L'étude de la philosophie
n'est pas destinée à nous faire savoir ce que les
hommes ont pensé, mais ce qu'il en est réellement
de la vérité. Thomas d' Aquin
L'interdépendance absolue des choses
L'homme doit trouver son équilibre
entre deux attitudes nécessaires :
a/ respecter l'ordre
de la création (car il y a danger à déséquilibrer
son harmonie, nous le constatons aujourd'hui),
b/
et intervenir,
modeler, disséquer, transformer son monde, pour y épanouir
sa destinée.
Le monde vivant est en interdépendance.
Le végétal, l'animal,
et l'humain s'utilisent mutuellement
pour se nourrir, s'enrichir, se développer, se transporter
etc.
Même si certaines espèces apparaissent et disparaissent
au gré de l'histoire, toutes ont été, sont,
où seront, NÉCESSAIRES au développement de
l'écosystème.
Toutes les formes vivantes a donc un but, une raison d'être.
Le virus fait lui aussi partie de ce
biotope, il n'en est pas un élément isolé.
Non seulement il n'est pas un élément
séparé, mais pour certains scientifiques, l'ultravirus
ferait partie des toutes premières formes vivantes, liaison entre le non vivant et le vivant,
(pour d'autres scientifiques, le virus étant dépendant de la cellule qu'il infecte, est donc apparu après la formation de celle-ci. En savoir plus à propos du virus)
Nous pouvons donc dire que tout les éléments
de la vie, virus y compris, sont en INTERRELATION et
ont un sens, une raison d'être.
Philosophie de la vie Celui qui est juste au milieu, entre notre
ennemi et nous, nous paraît être plus voisin de notre
ennemi Chamfort
Un certain nombre d'impératifs physiques
et biologiques organisent le vivant.
Ces impératifs obligent l'homme,
l'animal et le végétal à vivre et agir de
façon bien précise.
Il nous faut nous alimenter, boire, bouger, d'autre
ont besoin de chasser de brouter ou de synthétiser ...
Imaginons
ce cas de figure ;
nous marchons à la campagne et après
avoir fait des efforts, nos organes ont besoin de sucre. Nous passons
justement près d'un cerisier chargé de fruits bien
murs appelant par leur éclat d'autres formes vivantes à la
cueillette. Il est fort probable que notre organisme nous enverra
cueillir quelques cerises pour sustenter à ses besoins
cellulaires. Dans cet exemple, nous avons affaire à une
quantité de langages indirects. Le cerisier exprime le
besoin qu'on exporte ses noyaux pour prolonger sa descendance.

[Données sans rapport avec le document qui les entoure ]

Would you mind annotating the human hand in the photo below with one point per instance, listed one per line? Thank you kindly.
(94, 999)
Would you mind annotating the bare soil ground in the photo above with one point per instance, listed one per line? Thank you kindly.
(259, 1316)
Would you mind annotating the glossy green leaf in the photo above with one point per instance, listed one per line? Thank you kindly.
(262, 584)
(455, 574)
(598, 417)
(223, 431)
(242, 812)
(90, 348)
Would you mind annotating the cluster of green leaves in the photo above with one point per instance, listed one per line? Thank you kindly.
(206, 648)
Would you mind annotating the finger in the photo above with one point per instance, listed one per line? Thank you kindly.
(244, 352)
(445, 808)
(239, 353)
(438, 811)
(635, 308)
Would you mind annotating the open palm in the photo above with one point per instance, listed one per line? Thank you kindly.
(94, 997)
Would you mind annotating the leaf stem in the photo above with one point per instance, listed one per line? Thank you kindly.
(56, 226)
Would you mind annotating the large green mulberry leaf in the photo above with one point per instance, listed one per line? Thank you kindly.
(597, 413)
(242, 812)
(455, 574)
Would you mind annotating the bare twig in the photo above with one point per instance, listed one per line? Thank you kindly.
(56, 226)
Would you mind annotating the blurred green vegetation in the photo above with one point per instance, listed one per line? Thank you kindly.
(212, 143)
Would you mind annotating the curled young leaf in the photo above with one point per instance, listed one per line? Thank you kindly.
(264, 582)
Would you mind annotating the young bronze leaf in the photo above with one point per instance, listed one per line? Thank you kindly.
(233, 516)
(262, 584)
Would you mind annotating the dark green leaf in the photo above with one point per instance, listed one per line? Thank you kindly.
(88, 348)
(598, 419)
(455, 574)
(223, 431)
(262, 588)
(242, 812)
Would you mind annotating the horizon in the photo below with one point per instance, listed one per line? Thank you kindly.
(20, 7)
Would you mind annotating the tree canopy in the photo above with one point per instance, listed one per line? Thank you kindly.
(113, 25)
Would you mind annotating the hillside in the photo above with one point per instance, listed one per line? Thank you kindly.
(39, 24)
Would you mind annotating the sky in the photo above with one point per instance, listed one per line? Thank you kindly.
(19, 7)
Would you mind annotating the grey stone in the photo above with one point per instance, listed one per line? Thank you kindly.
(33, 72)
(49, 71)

Nos organes disent qu'ils ont besoin de sucre pour continuer à fonctionner
correctement. Et notre cerveau, nous demandent d'aller cueillir
quelques fruits pour satisfaire son plaisir (qui est en réalité un
besoin).
De la même manière, toutes les formes vivantes
communiquent entre elles.
Elles prodiguent des sortes de conseils ou d'ordres aux
autres formes vivantes avec lesquelles elles interagissent.
Par exemple un crocodile sans le verbaliser,
intime l'ordre à certaines autres espèces, susceptible
d'être une de ses proies, de ne pas s'en approcher
trop près.
C'est par-dessus ce langage silencieux des choses,
que le langage sophistiqué humain vient se poser.
Le but du langage verbal est important, il permet par exemple d'analyser le comportement du crocodile, de comprendre un peu mieux notre biotope ou le sens de notre présence
au monde ... mais la plus grande partie du langage dans le monde est non verbal (par exemple, selon le chercheur américain Albert Mehrabian, 55 % du message est transmis par le langage corporel, la voix intervient pour 38 % tandis que les mots ne comptent que pour 7 %).
C'est la même chose pour le VIRUS.
Il fait partie de l'écosystème,
et a, lui aussi, un sens profond et un langage muet que nous devons
déchiffrer (comme nous avons partiellement déchiffré,
grâce à l'éthologie, les langages non verbaux
qu'utilisent les animaux pour communiquer).